Yes you do, I check the cylinders and they dont look like they have any overspray on them. Even the spark plug threads towards the bottom have hardly any paint on it so I think that will be ok.
 
Okay, I cant be the only one who has a huge problem with the paint on the oil injection nipples? I mean for christ's sake, how long does it take to wrap a piece of tape around it? 5 seconds per line? Work with me here but an average novice could possibly just reattach the oil lines and not take that paint out of the nipple like kicker will have to, and then the brand new engine is going to roast because the rebuilder either couldnt take 30 seconds MAX to cover it like any normal person would do, i hope he put more care into the rest of the engine than he did the paintjob, because that is just pitifull to me.... you pay all of this money to get your ski back and the motor should be ready to drop in, you shouldnt have to do more work to it.

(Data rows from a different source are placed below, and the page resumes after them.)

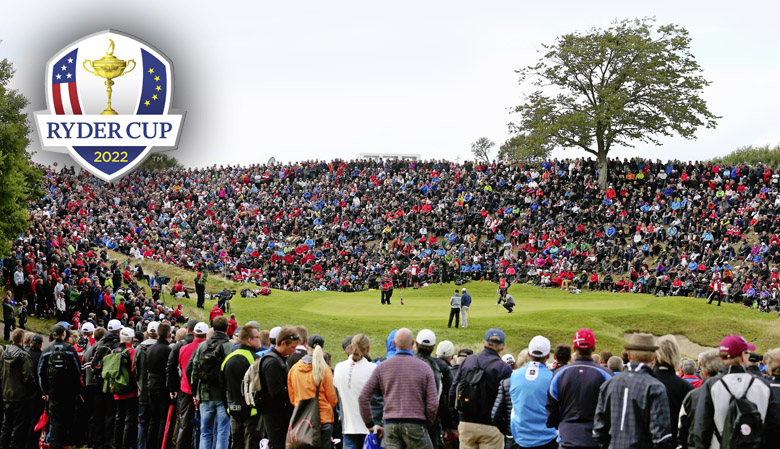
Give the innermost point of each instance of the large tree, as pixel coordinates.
(18, 178)
(606, 88)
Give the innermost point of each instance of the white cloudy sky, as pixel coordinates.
(323, 79)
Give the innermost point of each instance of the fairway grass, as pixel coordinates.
(549, 312)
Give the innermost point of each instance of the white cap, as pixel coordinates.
(114, 325)
(127, 333)
(426, 337)
(201, 329)
(445, 349)
(539, 346)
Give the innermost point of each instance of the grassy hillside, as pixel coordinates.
(550, 312)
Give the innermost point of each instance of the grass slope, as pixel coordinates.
(549, 312)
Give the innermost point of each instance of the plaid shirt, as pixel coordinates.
(633, 411)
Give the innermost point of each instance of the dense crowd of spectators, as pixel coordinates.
(665, 228)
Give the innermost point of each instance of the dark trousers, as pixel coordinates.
(158, 415)
(454, 312)
(243, 432)
(18, 416)
(61, 412)
(186, 415)
(126, 424)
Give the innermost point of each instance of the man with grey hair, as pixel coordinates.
(709, 365)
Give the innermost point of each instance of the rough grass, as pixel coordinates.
(550, 312)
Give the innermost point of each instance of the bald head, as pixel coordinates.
(404, 339)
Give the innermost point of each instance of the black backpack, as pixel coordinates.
(742, 427)
(471, 391)
(211, 362)
(60, 368)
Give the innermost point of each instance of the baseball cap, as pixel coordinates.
(114, 325)
(495, 335)
(426, 337)
(734, 345)
(584, 339)
(539, 346)
(445, 349)
(201, 329)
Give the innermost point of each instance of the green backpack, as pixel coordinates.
(116, 372)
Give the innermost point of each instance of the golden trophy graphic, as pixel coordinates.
(109, 67)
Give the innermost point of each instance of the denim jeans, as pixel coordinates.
(406, 436)
(354, 440)
(214, 416)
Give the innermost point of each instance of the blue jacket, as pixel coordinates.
(528, 387)
(572, 400)
(465, 300)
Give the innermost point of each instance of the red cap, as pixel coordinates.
(584, 339)
(733, 346)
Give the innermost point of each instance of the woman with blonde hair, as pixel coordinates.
(667, 364)
(302, 381)
(349, 378)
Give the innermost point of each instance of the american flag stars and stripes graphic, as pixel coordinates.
(63, 86)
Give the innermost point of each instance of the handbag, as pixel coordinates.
(304, 429)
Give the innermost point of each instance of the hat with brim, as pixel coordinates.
(641, 342)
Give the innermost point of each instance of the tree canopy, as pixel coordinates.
(614, 87)
(19, 179)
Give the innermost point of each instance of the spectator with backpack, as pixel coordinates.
(276, 408)
(187, 431)
(160, 396)
(59, 374)
(409, 390)
(243, 418)
(474, 392)
(349, 378)
(119, 380)
(204, 374)
(102, 409)
(19, 391)
(574, 392)
(142, 382)
(736, 409)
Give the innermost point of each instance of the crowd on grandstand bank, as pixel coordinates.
(216, 386)
(695, 229)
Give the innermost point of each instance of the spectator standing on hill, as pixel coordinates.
(203, 372)
(454, 309)
(633, 410)
(19, 390)
(349, 377)
(465, 303)
(574, 393)
(411, 401)
(667, 365)
(520, 404)
(59, 374)
(277, 409)
(733, 380)
(243, 418)
(476, 427)
(709, 364)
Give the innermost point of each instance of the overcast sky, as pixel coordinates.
(323, 79)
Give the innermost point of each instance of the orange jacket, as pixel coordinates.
(300, 386)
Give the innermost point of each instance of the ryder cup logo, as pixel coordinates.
(109, 97)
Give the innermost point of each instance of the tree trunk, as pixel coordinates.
(603, 167)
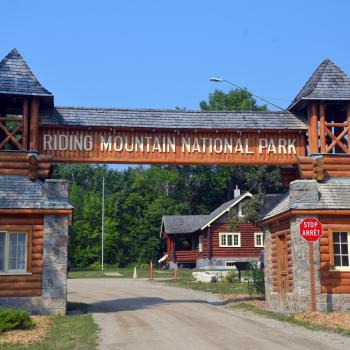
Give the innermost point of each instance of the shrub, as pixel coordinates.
(96, 265)
(231, 277)
(15, 319)
(256, 282)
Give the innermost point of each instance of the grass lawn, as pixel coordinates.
(126, 272)
(289, 318)
(65, 333)
(185, 280)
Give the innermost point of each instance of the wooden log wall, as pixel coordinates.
(25, 285)
(186, 256)
(280, 228)
(332, 282)
(324, 167)
(25, 164)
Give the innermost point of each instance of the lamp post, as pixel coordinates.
(221, 80)
(103, 219)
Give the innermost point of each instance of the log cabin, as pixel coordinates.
(34, 210)
(314, 276)
(210, 241)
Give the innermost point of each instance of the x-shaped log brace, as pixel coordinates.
(10, 136)
(337, 140)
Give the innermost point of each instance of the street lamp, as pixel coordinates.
(220, 80)
(103, 222)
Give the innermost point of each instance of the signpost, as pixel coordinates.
(311, 230)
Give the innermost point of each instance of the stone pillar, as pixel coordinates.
(271, 296)
(54, 278)
(301, 296)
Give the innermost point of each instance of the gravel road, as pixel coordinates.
(138, 314)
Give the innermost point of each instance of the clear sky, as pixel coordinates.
(160, 54)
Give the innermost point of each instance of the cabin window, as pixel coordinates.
(258, 239)
(230, 264)
(229, 239)
(13, 252)
(341, 247)
(200, 243)
(240, 210)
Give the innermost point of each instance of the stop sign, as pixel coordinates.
(310, 229)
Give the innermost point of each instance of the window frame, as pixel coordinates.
(331, 246)
(226, 245)
(200, 244)
(230, 262)
(27, 230)
(256, 234)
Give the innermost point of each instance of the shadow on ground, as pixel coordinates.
(131, 304)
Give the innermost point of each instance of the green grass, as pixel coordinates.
(126, 272)
(289, 318)
(185, 280)
(65, 333)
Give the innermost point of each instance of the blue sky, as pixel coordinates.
(160, 54)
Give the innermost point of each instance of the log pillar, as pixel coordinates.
(25, 110)
(209, 243)
(323, 145)
(34, 124)
(313, 127)
(348, 120)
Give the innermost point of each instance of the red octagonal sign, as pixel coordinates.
(310, 229)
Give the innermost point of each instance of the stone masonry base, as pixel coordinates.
(37, 305)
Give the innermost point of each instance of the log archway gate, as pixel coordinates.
(309, 140)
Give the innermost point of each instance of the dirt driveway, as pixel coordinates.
(138, 314)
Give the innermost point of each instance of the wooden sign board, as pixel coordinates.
(171, 147)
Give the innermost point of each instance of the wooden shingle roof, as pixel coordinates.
(332, 194)
(171, 119)
(16, 78)
(18, 192)
(328, 82)
(174, 224)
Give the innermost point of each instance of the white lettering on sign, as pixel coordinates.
(163, 143)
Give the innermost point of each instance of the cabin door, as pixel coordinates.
(282, 268)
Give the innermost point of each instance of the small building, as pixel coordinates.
(34, 217)
(293, 282)
(210, 241)
(301, 275)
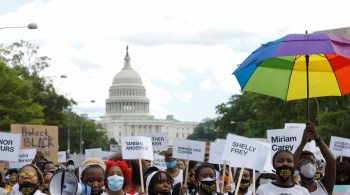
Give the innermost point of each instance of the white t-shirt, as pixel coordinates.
(272, 189)
(15, 191)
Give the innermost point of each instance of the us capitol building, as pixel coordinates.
(127, 110)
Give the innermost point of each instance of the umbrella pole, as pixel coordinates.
(307, 87)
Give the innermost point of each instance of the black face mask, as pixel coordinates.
(344, 182)
(318, 176)
(207, 186)
(243, 187)
(284, 172)
(28, 188)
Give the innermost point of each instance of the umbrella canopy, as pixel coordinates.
(298, 66)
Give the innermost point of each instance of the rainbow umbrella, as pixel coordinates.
(298, 66)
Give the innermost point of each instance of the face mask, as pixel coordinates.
(342, 182)
(207, 185)
(308, 170)
(171, 164)
(318, 176)
(28, 188)
(115, 182)
(265, 181)
(284, 172)
(243, 187)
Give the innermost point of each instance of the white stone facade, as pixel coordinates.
(127, 110)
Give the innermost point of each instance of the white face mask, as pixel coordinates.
(308, 170)
(265, 181)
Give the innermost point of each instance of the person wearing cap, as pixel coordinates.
(93, 174)
(307, 167)
(30, 180)
(159, 182)
(172, 169)
(12, 175)
(118, 177)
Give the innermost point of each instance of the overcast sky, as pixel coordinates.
(184, 50)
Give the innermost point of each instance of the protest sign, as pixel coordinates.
(159, 161)
(9, 146)
(25, 157)
(93, 153)
(294, 125)
(61, 156)
(137, 147)
(215, 153)
(189, 149)
(159, 140)
(244, 152)
(106, 155)
(284, 139)
(40, 137)
(340, 146)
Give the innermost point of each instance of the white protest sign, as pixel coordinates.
(340, 146)
(105, 155)
(159, 161)
(294, 125)
(215, 152)
(318, 154)
(244, 152)
(284, 139)
(137, 147)
(189, 149)
(159, 140)
(93, 153)
(61, 156)
(25, 157)
(9, 146)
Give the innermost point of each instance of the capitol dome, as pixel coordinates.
(127, 95)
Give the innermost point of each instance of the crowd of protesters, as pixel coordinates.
(292, 174)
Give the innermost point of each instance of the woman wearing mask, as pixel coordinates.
(206, 180)
(307, 164)
(283, 162)
(171, 167)
(47, 178)
(93, 174)
(244, 186)
(190, 187)
(118, 177)
(159, 183)
(30, 180)
(264, 178)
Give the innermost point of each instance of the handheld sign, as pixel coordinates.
(93, 153)
(137, 147)
(9, 146)
(215, 152)
(39, 137)
(105, 155)
(242, 151)
(284, 139)
(189, 149)
(340, 146)
(62, 156)
(25, 157)
(159, 161)
(159, 140)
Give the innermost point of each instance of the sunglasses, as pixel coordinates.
(27, 175)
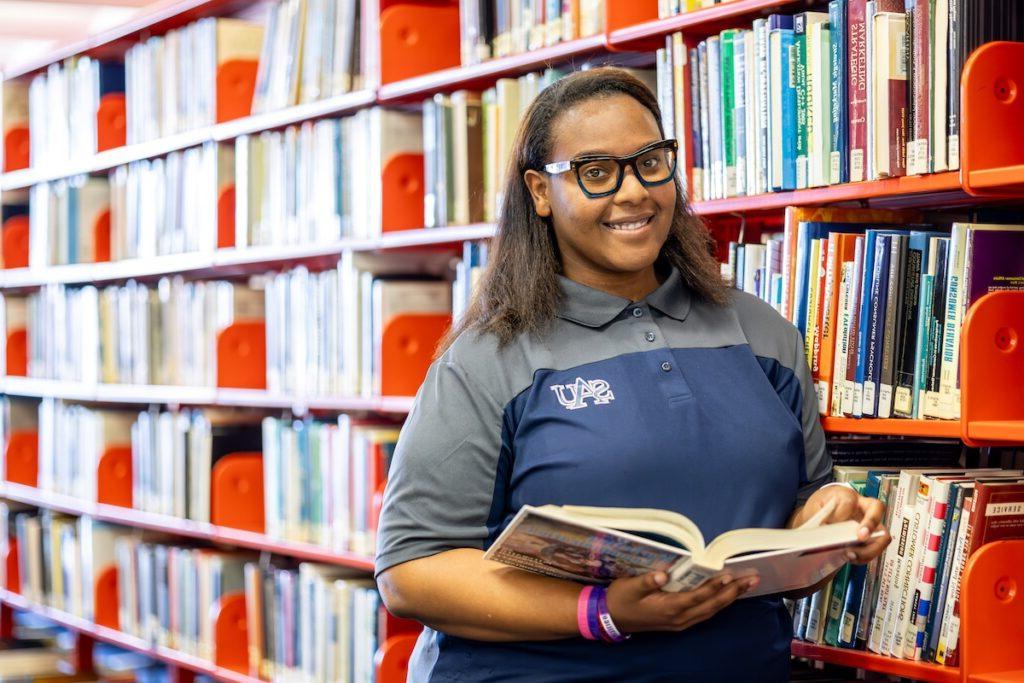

At this point I dont care if they paint my engine with a brush and roller. I can buy a can of Krylon for $5. In regards to the oil fittings they were probably confused because you typically remove the rotary valve cover prior to shipping. When my engine finally arrives after waiting 7 months I will post pics.
 
You saw what racer had to do when his motor got some fisheyes and runs. You may be able to sand runs and then hit it with some paint, but what paint is used on that. It might be hard to find the same color that they used.
I was thinking of just redoing the whole thing then colour doesn't matter too much, I am not sure if the paint will stick, I was going to use the Duplicolor wheel paint. Thats what I sprayed the mag cover and starter with already.
 
I use the poor mans alignment method. No issues to date. (All mine are also carbon seals).

Shame they painted up the oil lines.

I didn't like the serial being painted over either, but I'm also picky.

Test your starter before you drop this in the hull.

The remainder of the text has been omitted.